A pesar de todo, ese día seguimos recorriendo las calles de Nueva York. Era el último que pasaría completo en la ciudad y ellas aceptaron mi propuesta de enfocarlo particularmente a sitios musicales. Al principio parecía que nada había cambiado entre nosotros, seguíamos bromeando y charlando como siempre. En la mañana visitamos el Carnegie Hall, donde compré un disco que anhelaba: la grabación del concierto que Benny Goodman ofreció en el recinto en 1938. A continuación comimos shish kebab en un carrito callejero atendido por un egipcio que hablaba un inglés indescifrable para mí (también yo le resulté incomprensible y nunca logramos una conversación decente).
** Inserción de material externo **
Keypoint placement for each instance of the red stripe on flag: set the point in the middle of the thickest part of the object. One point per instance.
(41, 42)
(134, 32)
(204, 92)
En la tarde encontramos el Teatro Apollo y la esquina donde originalmente funcionaba el legendario Cotton Club en Harlem. Para esas horas nuestro ánimo ya se había distorsionado considerablemente. Las hermanas parecían fastidiadas y el cansancio me estaba derrumbando. Seriamente les dije que prefería regresar al hostal mientras visitaban la parte norte del Central Park. Pactamos reunirnos en el lobby a una hora que nos permitiera llegar puntuales al club de jazz Village Vanguard.

En la habitación me recosté confundido. A partir del incidente matutino no había preguntado quién era quién y ellas tampoco lo habían aclarado. Además, mi propio piso se volvió resbaladizo, faltaba una base firme donde pudiera apoyarme. El problema no era si deseaba o no a la que siempre actuó de Helen, claro que lo hacía; el problema era que siempre deseaba más, mucho más, a la que actuaba de Judy. Pensar en esto me provocó dudas sobre la existencia de alguien o algo que yo deseara genuinamente y también acerca de mi propia identidad. Reflexioné el asunto pero gradualmente me sentí peor. Exhausto terminé activando la calefacción, dispuesto a quedarme dormido.

Tocaron a mi puerta quince minutos antes de la hora a la que habíamos acordado reunirnos en el lobby. Sonrientes, Helen y Judy me saludaron. Vestían exactamente igual: jeans deslavados y blusas entalladas color blanco con líneas verticales púrpura. Sus peinados también eran idénticos. No pregunté nada a pesar de que no tenía ni la más remota idea de quién era Judy y quién era Helen. No me importaba descifrar el juego. Lo único que hice fue dejarlas pasar entendiendo que ya no iríamos a ningún lado. Seguras y en silencio, las gemelas se acomodaron en la cama. Lamenté que fuera mi última noche en Nueva York, no conocería el club de jazz que más deseaba conocer. Para compensar esta falta abrí mi lap top y reproduje las grabaciones hechas en el Village Vanguard por Bill Evans, Scott LaFaro y Paul Motian. Piano, contrabajo y batería. El sonido del trío no asemejaba nada que hubiera escuchado. Cada elemento anticipaba intuitivamente los movimientos de los otros dos en una conjunción magistral de acuerdo e improvisación. Juntos concebían bellísimos y elaborados matices y dinámicas, juntos proyectaban sonidos que avanzaban en un mismo sentido, si bien por distintos caminos. Entonces ya nada me preocupó, todo estaba perfectamente enlazado, cada nota ocupaba dignamente su lugar.